Xerox copiers found to rewrite documents without OCR

August 7, 2013

While scanners and photocopiers may not get the brightness or contrast correct, as long as the scan/copy is clearly readable, it is considered identical to the original. When text is converted to an editable form through an OCR process, characters can end up being misidentified such as a '0' being read as an '8', an upper case 'I' coming out as a lowercase 'L' and so on, but can this happen if no OCR takes place?

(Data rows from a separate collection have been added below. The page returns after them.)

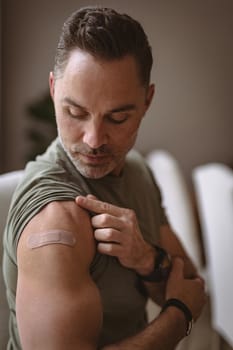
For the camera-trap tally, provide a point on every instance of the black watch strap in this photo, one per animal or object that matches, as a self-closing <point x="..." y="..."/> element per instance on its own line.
<point x="184" y="308"/>
<point x="160" y="272"/>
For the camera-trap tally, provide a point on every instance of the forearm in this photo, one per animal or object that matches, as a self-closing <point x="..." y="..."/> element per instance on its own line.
<point x="164" y="332"/>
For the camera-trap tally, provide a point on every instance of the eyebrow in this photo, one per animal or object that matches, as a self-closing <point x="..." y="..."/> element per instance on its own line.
<point x="121" y="108"/>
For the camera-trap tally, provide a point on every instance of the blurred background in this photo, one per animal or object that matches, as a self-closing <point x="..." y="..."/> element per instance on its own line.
<point x="192" y="112"/>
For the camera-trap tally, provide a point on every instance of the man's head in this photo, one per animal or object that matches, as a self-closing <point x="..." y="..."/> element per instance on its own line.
<point x="100" y="89"/>
<point x="106" y="35"/>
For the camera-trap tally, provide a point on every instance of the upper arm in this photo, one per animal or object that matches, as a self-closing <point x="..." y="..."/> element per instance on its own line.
<point x="57" y="303"/>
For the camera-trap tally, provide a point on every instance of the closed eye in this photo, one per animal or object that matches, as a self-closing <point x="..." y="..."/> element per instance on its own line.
<point x="117" y="118"/>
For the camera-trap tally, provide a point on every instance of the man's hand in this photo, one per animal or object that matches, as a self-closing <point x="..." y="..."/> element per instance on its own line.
<point x="118" y="233"/>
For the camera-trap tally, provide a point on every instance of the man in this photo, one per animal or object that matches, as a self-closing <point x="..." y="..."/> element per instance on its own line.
<point x="87" y="240"/>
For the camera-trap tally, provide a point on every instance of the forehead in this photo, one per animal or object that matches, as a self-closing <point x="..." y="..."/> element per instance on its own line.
<point x="86" y="68"/>
<point x="100" y="84"/>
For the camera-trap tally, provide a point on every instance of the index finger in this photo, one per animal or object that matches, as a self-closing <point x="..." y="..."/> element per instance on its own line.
<point x="97" y="206"/>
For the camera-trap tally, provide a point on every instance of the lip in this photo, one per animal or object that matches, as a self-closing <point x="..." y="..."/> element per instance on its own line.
<point x="94" y="159"/>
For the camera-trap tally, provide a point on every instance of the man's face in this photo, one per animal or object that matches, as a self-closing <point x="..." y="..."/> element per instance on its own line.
<point x="99" y="106"/>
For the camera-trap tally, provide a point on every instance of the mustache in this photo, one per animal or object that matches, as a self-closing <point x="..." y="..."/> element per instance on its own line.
<point x="85" y="150"/>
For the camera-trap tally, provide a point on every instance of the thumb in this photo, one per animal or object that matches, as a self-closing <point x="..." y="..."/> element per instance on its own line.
<point x="177" y="271"/>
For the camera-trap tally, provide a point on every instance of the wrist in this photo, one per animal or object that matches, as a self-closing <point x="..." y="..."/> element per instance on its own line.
<point x="181" y="309"/>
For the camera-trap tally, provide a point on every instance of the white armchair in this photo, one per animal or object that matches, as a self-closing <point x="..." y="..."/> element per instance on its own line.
<point x="8" y="183"/>
<point x="214" y="189"/>
<point x="177" y="201"/>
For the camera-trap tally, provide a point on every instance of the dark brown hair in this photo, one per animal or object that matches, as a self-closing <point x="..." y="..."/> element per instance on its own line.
<point x="107" y="35"/>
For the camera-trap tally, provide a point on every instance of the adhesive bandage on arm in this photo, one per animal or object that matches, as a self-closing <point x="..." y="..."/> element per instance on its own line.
<point x="39" y="239"/>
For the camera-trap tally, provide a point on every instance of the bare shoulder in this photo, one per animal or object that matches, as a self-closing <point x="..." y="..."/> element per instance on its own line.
<point x="60" y="216"/>
<point x="55" y="284"/>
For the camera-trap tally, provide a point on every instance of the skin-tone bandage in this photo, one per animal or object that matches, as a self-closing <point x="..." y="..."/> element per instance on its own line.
<point x="40" y="239"/>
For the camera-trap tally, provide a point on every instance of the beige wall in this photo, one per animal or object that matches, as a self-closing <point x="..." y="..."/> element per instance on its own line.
<point x="192" y="113"/>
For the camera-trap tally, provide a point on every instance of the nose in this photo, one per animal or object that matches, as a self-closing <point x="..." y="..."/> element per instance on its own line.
<point x="95" y="134"/>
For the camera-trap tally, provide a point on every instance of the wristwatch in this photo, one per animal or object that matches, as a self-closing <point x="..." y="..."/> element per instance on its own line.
<point x="162" y="266"/>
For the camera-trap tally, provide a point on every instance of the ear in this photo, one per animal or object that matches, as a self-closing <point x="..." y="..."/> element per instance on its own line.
<point x="149" y="95"/>
<point x="51" y="84"/>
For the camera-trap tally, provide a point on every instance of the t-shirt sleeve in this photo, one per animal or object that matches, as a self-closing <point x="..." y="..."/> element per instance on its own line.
<point x="27" y="202"/>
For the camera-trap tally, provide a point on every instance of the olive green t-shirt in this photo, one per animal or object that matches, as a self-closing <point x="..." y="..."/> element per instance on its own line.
<point x="53" y="176"/>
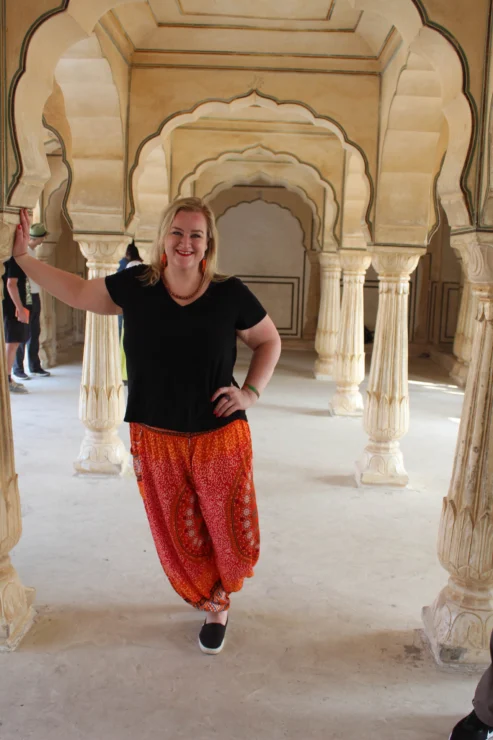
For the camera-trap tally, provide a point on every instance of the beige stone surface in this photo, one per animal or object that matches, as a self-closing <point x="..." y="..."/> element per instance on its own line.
<point x="114" y="650"/>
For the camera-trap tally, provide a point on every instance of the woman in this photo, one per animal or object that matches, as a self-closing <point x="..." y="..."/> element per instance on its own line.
<point x="190" y="437"/>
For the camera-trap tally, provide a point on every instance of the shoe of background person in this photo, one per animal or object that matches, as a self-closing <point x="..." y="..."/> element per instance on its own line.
<point x="17" y="387"/>
<point x="21" y="375"/>
<point x="471" y="728"/>
<point x="211" y="637"/>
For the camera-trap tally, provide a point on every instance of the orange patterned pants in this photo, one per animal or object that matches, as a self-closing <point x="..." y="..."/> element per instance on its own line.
<point x="200" y="501"/>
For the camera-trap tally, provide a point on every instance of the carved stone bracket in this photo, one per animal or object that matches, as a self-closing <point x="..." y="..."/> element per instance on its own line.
<point x="102" y="399"/>
<point x="349" y="369"/>
<point x="329" y="314"/>
<point x="386" y="416"/>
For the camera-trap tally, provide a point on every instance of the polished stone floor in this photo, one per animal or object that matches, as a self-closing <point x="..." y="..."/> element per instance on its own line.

To the surprise of a German computer scientist, David Kriesel, he noticed that after scanning and printing out a construction plan, several figures were clearly wrong in the print-out. The tell-tale sign was that a smaller room had larger dimensions printed for than a larger room on the same sheet. While the scanning resolution was low, there was no way that the errors could be caused by the low scanning resolution, as dimensions such as '21.11' came out as '14.13' and these figures were indisputably readable in the scan:

After scanning various documents while making sure OCR was disabled, he was able to replicate the issue on other documents including an invoice, such as where '65,40' came out as '85,40'. In this case, figure '8' was clearly formed, ruling out the likelihood of a pixel shift or dithering. Unsurprisingly, it made him question whether incorrect figures could lead to a company being made liable for legal action and of course whether the company could in turn hold the photocopying company liable.

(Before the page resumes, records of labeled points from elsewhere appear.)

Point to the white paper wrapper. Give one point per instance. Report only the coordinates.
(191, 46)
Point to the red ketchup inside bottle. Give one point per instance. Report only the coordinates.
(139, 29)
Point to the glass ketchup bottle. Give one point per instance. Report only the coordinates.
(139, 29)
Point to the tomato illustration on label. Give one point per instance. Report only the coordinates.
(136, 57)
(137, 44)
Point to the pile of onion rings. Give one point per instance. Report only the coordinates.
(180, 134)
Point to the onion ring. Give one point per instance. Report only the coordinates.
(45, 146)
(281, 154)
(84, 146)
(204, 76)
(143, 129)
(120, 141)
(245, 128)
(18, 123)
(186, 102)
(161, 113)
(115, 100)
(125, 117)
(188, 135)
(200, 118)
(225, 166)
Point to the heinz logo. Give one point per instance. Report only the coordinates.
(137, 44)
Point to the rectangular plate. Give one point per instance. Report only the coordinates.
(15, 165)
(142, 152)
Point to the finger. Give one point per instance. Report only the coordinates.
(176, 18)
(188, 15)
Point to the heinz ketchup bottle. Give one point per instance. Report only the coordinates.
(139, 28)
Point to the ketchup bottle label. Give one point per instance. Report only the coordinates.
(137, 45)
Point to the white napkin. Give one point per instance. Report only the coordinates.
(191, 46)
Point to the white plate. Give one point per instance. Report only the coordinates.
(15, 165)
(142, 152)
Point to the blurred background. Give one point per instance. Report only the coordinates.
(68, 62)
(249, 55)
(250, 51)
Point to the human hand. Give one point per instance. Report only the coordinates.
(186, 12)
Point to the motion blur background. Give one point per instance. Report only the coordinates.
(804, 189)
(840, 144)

Upon closely examining the scanned documents and getting user feedback, it turns out that the issue is caused by the copier's use of the JBIG2 compression algorithm. This compression uses a dictionary based compression, where it tries matching similar patches of pixels in its dictionary against scanned material to reduce the file size of the resulting scan. If a close match is found, it will substitute this patch. Unfortunately, with a low enough resolution, this technique can end up substituting patches that it determines to be similar, but which have very different yet readable digits.

David has since had a conference with Xerox and the problem is indeed the JBIG2 compression algorithm which the copier uses on its 'Normal' quality setting. To work around this problem, the user must use choose 'higher' or 'high' for the scan quality setting, as this results in the copier using a different compression algorithm. The problem affects the Xerox Workcentre 7535 and 7556 and potentially other models also.